A trio of plaintiffs alleged that Rash Curtis & Associates, a nationwide debt collection company, made the calls using different automatic telephone dialing systems (ATDS). Ignacio Perez, one of the named plaintiffs, said he personally received 14 calls using the Global Connect dialer and an artificial or prerecorded voice even though he never had an account with the defendant, which was trying to collect a debt from a third party.
Last year, the case made headlines after U.S. District Judge Yvonne Gonzales Rogers held that the service of a TCPA complaint operates as a revocation of consent to receive phone calls from the defendant and granted partial summary judgment in favor of the plaintiffs.
In May, a jury sided with the plaintiffs.
In September, the court entered final judgment in favor of the plaintiff and four specific classes for the June 17, 2012, through April 2, 2019, period: persons who received a call on their cellphones from Rash Curtis’ VIC and/or Global Connect dialer and whose number was obtained via skip tracing, persons who received a prerecorded message or robocall on their cellphone number or landline during the same time period and whose number was obtained through skip tracing, and two classes of persons meeting the aforementioned definitions and for whom Rash Curtis never had a debt collection account in their name. The class definitions exclude anyone who had provided their cellphone numbers in an application for credit to a creditor that opened an account with Rash Curtis in the debtor’s name prior to the defendant placing a call.

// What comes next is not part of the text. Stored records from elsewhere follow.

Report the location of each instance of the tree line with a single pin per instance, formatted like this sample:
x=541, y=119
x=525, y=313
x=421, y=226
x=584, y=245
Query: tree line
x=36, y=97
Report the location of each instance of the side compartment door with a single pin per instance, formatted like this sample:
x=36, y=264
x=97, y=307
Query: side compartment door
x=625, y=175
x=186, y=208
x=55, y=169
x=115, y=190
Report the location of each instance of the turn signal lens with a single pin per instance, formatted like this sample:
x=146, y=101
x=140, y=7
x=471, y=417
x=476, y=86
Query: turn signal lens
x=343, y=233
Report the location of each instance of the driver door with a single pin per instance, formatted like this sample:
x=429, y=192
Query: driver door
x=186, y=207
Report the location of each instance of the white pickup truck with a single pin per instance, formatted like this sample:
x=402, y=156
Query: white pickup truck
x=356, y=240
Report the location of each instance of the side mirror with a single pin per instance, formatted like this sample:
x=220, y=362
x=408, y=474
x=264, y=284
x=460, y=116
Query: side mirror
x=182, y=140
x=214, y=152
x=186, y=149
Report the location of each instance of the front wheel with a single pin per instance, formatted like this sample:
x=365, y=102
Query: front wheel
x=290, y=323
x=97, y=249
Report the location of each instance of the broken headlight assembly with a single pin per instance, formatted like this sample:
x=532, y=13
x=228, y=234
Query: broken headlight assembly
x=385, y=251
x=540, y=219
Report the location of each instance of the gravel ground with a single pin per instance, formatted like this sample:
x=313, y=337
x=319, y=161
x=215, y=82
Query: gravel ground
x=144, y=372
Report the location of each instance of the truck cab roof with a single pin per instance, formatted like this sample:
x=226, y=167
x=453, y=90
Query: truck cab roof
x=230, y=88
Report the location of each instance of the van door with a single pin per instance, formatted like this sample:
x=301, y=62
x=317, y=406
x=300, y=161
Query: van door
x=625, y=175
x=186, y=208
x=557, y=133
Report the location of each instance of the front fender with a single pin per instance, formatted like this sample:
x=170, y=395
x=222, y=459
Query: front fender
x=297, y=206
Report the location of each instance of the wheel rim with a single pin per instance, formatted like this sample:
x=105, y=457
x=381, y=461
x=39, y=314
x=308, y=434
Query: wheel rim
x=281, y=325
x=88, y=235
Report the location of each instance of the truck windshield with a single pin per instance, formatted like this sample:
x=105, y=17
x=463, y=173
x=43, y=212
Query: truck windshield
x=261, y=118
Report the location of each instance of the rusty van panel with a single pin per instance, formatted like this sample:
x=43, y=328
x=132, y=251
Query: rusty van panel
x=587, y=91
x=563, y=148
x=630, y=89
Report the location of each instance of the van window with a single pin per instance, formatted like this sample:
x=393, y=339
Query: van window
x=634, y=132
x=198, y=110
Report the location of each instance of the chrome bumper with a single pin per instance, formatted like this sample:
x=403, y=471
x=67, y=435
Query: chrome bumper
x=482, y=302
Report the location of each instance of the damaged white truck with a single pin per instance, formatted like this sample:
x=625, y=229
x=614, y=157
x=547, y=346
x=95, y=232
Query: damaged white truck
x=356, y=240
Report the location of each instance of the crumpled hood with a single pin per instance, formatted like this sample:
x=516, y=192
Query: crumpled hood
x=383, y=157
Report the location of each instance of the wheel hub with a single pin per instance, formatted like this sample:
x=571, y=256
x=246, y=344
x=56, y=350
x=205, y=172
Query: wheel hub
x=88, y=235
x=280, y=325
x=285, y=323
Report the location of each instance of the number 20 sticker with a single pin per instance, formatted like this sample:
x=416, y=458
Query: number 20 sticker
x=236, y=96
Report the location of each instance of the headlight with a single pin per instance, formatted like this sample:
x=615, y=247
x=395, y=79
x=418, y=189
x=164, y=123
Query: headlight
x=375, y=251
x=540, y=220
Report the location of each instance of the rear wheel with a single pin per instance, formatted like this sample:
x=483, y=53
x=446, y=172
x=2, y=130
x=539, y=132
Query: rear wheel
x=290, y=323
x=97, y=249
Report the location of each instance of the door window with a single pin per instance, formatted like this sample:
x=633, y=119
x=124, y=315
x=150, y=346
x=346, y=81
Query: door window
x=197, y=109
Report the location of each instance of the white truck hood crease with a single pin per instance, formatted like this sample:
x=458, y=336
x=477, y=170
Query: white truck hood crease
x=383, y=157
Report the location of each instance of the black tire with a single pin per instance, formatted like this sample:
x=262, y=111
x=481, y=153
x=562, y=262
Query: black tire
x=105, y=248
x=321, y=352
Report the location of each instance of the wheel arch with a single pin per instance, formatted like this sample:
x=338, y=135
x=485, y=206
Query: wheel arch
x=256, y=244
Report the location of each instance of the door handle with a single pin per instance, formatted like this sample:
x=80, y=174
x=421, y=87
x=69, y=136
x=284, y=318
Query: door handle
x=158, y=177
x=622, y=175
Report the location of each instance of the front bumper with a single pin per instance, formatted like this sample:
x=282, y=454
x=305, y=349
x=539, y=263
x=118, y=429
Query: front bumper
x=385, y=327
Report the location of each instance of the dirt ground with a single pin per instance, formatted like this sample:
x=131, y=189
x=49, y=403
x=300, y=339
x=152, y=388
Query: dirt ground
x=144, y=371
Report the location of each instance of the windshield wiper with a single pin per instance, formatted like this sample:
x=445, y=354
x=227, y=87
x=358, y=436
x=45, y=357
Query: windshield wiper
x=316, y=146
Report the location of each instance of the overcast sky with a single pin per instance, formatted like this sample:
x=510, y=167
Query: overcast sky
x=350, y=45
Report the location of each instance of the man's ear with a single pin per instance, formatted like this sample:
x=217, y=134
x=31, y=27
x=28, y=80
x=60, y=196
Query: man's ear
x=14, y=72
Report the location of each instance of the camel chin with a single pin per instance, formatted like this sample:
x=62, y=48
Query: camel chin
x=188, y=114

After the plaintiffs dropped their request for trebled damages, the court ordered that each class member should recover $500 per call for the 534,698 calls, an aggregate award of $267,349,000. Perez was awarded a total of $7,000 for his 14 calls.
The classes and Perez are also entitled to post-judgment interest on the jury’s award at a rate of 2.36 percent per year, Judge Rogers said.
Plaintiffs’ counsel subsequently filed a motion seeking $89 million in attorneys’ fees and costs and a $50,000 service award to Perez from the common fund. How much class members will actually receive is yet to be determined.
To read the final judgment in McMillion v. Rash Curtis & Associates, click here.
Why it matters: The court’s final judgment provides a scary reminder about the potential costs facing TCPA defendants, even without trebled damages.